The U.K. vehicle industry is in sharp decline. Honda pulled out of Swindon and announced all of Europe will be supplied from Japan given falling volumes. Ford quit assembling vehicles here sometime ago and is now cutting jobs in its component manufacture. Vauxhall is closing one of its two van making factories. Jaguar has lost a lot sales and is now rebranding with a policy of shedding up to 85% of its remaining customers and doubling typical prices. This is not likely to add volume.
The remaining car makers are lobbying hard to get a change in the deeply damaging battery car mandate. The last government put in fines up to 2030 for selling too many petrol and diesel cars as a percentage of the total. The targets are unrealistic so the companies face a £15,000 a vehicle charge.Labour came into office and took five years off the time to go all electric making it impossible.
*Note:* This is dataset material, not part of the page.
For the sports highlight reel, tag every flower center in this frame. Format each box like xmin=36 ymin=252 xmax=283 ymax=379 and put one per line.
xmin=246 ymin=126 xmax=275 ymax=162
The Industry Secretary says he feels their pain and will make changes. However he is talking about change in January, after the end of the first year where the current law imposes these fines if they sold less than 22% battery vehicles. He also says he will not change the steep path of battery sales to reach 100% by 2030, which looks unlikely given consumer resistance unless the market is swamped with much cheaper Chinese imports.
This crisis is now. They have lost one plant this week. Other plants are at risk if they fail to change rapidly. It is no good pretending everyone will switch to a U.K. produced battery car when more than four fifths of consumers say they want petrol or diesel. Keir Starmer said he would not tell us how to lead our lives,yet when it comes to the very important decision of what personal transport to have that is exactly what he is doing.